Department of Cardiovascular Pharmacology, SmithKline Beecham Pharmaceuticals, Philadelphia, PA 19406-0939, USA.
Trends Cardiovasc Med. 1997 Oct;7(7):249-55. doi: 10.1016/S1050-1738(97)00068-6.
Congestive heart failure (CHF) is the final clinical manifestation of a variety of cardiac (myopathies), coronary (atherosclerosis), and systemic diseases (diabetes, hypertension). Regardless of the origin of the cardiac insult, left ventricular dysfunction resulting in decreased cardiac output elicits a series of adaptational processes that attempt to compensate for some of the decrement in myocardial function. One of the key manifestations of these compensatory processes is cardiac hypertrophy, which is characterized by a marked increase in myocyte size and an increase in contractile proteins. The benefits resulting from these compensatory adaptational mechanisms, however, are only transient, and within a period of months to years, the changes induced in the myocardium fail to sustain cardiac output at a level that is sufficient to meet the demands of the body; subsequently, physical performance is impaired. Typically, progressive dilation and thinning of the left ventricle occur along with progression of CHF. The mechanisms responsible for the thinning of ventricular tissue and loss of left ventricular mass are poorly understood; traditionally, such loss has been attributed to tissue necrosis based on the morphologic observation of dead cardiac myocytes. Very recently, there have been data suggesting that apoptosis, a form of programmed cell death (PCD), occurs in the heart and may be responsible, at least in part, for the progression of CHF and the chronic loss of left ventricular function and mass. Evidence for a role of apoptosis/PCD in the progression of heart failure has been obtained from a variety of observations, including in vitro studies of cardiac myocytes in culture, experimental animal models of cardiac injury, and cardiac tissue obtained from patients with CHF. Thus, apoptosis/PCD may be a critical mechanism involved in the progressive loss of cardiac myocytes, which ultimately results in end-stage heart failure. In this brief review, the evidence for apoptosis/PCD in cardiac myocytes is presented and its potential role in the progression of CHF is analyzed. In particular, the genomic basis for apoptosis in cardiac myocytes is explored, and its relevance to the identification of novel targets for future pharmacological interventions is discussed. (Trends Cardiovasc Med 1997;7:249-255). © 1997, Elsevier Science Inc.

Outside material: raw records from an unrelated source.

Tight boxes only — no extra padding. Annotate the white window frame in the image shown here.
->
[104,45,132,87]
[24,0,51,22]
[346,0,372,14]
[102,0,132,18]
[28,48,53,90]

充血性心力衰竭(CHF)是各种心脏(肌病)、冠状动脉(动脉粥样硬化)和全身性疾病(糖尿病、高血压)的最终临床表现。无论心脏损伤的起源如何,导致心输出量降低的左心室功能障碍都会引发一系列适应性过程,试图补偿心肌功能的某些下降。这些代偿适应机制的关键表现之一是心脏肥大,其特征是心肌细胞大小明显增加和收缩蛋白增加。然而,这些代偿适应性机制所带来的益处只是暂时的,在数月至数年内,心肌中发生的变化无法使心输出量维持在足以满足身体需求的水平;随后,身体机能受损。通常,随着 CHF 的进展,左心室会逐渐扩张和变薄。导致心室组织变薄和左心室质量丧失的机制尚未完全清楚;传统上,基于对死亡心肌细胞的形态学观察,这种损失归因于组织坏死。最近,有数据表明,细胞凋亡,即一种程序性细胞死亡(PCD)形式,发生在心脏中,可能至少部分负责 CHF 的进展以及左心室功能和质量的慢性丧失。细胞凋亡/PCD 在心力衰竭进展中的作用的证据来自各种观察结果,包括培养的心肌细胞的体外研究、心脏损伤的实验动物模型以及来自 CHF 患者的心脏组织。因此,细胞凋亡/PCD 可能是涉及心肌细胞进行性丧失的关键机制,最终导致终末期心力衰竭。在这篇简短的综述中,介绍了心肌细胞中细胞凋亡/PCD 的证据,并分析了其在 CHF 进展中的潜在作用。特别是,探讨了心肌细胞凋亡的基因组基础及其与鉴定未来药理学干预的新靶点的相关性。(趋势心血管医学 1997;7:249-255)。© 1997,Elsevier Science Inc.